I ask how the Ouse Rights of River motion came about.
‘Along with a number of other local people, in 2021 we set up a CIC called Love Our Ouse and launched it at the River Festival, along with Tash Padbury (Green Ambassador for the Depot Cinema in Lewes). After an inspiring talk by barrister and river rights campaigner Paul Powlesland, an audience participation session was held to discuss what rights we felt the river Ouse should have. It was a fascinating and wide-reaching discussion, and we talked about the Universal Declaration of River Rights.
It says rivers should have the right to flow, perform essential functions within the river’s ecosystem, be free from pollution, feed and be fed by sustainable aquifers and have native biodiversity, as well as the right to regeneration and restoration. It is on this that the Ouse charter is likely to be based.’

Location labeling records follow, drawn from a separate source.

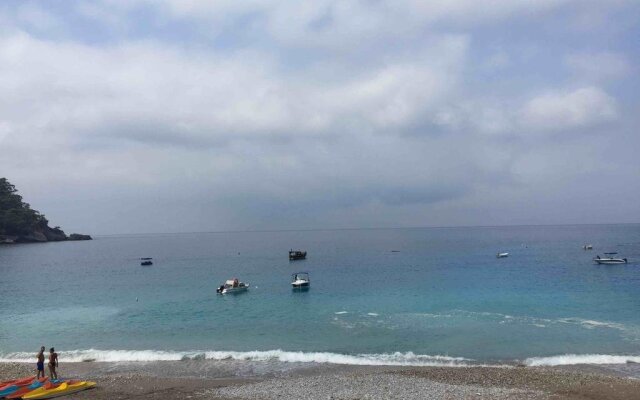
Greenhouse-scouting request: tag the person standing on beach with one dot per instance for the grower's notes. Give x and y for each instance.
(53, 363)
(40, 363)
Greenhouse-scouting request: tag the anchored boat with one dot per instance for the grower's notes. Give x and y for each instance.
(297, 255)
(300, 280)
(232, 286)
(609, 259)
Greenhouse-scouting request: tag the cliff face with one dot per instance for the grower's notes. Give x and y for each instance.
(21, 224)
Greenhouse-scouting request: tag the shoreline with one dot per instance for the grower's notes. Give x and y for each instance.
(205, 379)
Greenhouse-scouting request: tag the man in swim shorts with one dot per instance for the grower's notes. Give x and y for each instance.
(53, 363)
(40, 363)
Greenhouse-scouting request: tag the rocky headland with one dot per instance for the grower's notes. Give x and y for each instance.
(19, 223)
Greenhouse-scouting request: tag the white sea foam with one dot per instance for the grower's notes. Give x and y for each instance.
(399, 359)
(572, 359)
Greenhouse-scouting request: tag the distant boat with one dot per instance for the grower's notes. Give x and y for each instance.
(300, 280)
(297, 255)
(232, 286)
(609, 259)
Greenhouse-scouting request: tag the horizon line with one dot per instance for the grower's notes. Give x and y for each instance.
(360, 229)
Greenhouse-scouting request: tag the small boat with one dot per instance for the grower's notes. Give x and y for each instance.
(300, 280)
(609, 259)
(49, 391)
(297, 255)
(232, 286)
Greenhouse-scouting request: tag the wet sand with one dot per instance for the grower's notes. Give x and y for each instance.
(253, 380)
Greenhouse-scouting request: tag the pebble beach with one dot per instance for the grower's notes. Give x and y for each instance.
(202, 380)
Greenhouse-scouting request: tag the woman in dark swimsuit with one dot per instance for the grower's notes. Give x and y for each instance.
(53, 363)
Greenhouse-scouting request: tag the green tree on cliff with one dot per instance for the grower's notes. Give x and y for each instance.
(16, 216)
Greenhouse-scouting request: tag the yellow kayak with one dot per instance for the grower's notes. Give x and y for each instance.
(60, 390)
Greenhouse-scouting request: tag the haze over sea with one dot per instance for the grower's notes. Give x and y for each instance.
(440, 298)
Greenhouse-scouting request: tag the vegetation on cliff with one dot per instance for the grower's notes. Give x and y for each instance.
(20, 223)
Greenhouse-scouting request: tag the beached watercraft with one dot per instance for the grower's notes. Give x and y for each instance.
(300, 280)
(17, 394)
(19, 382)
(609, 259)
(232, 286)
(49, 391)
(20, 385)
(297, 255)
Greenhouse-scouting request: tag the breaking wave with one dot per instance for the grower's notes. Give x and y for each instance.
(573, 359)
(392, 359)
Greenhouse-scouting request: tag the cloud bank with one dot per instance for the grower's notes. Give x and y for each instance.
(165, 116)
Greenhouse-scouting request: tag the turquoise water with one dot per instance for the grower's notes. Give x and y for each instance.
(443, 298)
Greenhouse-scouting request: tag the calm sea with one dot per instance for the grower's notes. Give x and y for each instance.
(433, 296)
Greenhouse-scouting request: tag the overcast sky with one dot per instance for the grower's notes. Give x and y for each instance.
(177, 116)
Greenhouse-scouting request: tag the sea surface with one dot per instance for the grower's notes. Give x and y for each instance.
(432, 296)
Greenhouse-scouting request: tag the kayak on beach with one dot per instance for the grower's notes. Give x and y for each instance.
(49, 391)
(20, 385)
(21, 391)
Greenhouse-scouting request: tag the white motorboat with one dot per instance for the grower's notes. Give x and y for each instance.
(609, 259)
(300, 280)
(232, 286)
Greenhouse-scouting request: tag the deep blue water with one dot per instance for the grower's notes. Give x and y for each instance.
(443, 293)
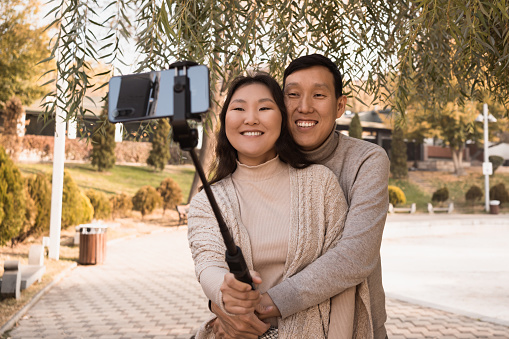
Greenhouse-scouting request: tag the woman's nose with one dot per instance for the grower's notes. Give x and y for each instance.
(251, 118)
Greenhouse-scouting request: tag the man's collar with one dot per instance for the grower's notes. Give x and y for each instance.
(325, 150)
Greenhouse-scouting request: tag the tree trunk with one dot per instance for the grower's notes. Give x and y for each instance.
(457, 159)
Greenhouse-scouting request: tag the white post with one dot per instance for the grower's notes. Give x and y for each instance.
(57, 184)
(486, 175)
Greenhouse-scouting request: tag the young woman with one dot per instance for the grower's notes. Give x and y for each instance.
(283, 212)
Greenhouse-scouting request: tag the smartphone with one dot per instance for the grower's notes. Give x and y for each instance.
(136, 97)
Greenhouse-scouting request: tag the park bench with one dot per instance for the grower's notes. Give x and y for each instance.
(183, 210)
(410, 209)
(17, 278)
(447, 209)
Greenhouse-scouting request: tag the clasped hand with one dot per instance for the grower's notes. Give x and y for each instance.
(247, 309)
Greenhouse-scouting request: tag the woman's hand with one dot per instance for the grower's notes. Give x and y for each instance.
(239, 298)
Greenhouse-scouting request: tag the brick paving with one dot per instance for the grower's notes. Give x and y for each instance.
(147, 289)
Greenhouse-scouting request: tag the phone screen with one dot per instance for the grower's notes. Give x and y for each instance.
(143, 96)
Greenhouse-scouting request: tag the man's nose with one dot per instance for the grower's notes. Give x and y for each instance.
(305, 104)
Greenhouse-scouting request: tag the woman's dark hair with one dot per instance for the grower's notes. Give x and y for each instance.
(308, 61)
(225, 162)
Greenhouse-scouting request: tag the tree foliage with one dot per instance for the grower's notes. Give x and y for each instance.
(103, 144)
(399, 167)
(22, 46)
(160, 152)
(355, 128)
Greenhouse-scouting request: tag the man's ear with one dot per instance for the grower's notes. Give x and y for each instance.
(341, 106)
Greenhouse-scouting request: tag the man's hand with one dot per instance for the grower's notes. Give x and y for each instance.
(246, 326)
(239, 298)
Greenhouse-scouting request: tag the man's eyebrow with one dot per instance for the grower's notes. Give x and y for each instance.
(317, 84)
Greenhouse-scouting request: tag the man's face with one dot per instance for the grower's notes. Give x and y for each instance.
(312, 106)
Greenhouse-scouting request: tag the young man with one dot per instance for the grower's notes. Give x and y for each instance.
(314, 99)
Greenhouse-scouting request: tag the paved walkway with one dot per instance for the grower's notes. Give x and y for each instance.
(147, 289)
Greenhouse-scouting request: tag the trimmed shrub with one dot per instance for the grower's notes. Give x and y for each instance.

What, I ask, might it mean, in practice? ‘Someone might represent the river in council meetings, or the river might be involved in planning, in the same way health has a representation at the moment. An example of what might happen is - litter pickers by the Ouse have concluded that 80% of plastic waste comes from Tesco. So the river could say ‘Stop polluting me. You’re causing a nuisance.’ and potentially issue proceedings against Tesco. Of course, there is no legal framework for Nature Rights in the UK and we are doing this at a local political level, but all the same who knows where it will lead. You have to start somewhere.’
The Ouse is 36 miles long and Emma tells me that Love Our Ouse is putting in for funding for a River People Tour, from source to sea, with some of the creative elements of the River Festival, to figure out what matters to whom and where. For example, should the Charter include the right for the river to protect its native species, such as Sea Trout and Thin-lipped Grey Mullet?
I ask Emma’s favourite spot on the Ouse. ‘I love the Winterbourne, so I’d say the spot where it joins the river in Lewes, on the Railway Land. It’s an industrial area, and it’s where the Thin-lipped Grey Mullet gathers in their remarkable, mysterious way, I love how the clear, blue chalk Winterbourne stream flows into the brown tidal swamp of the Ouse.’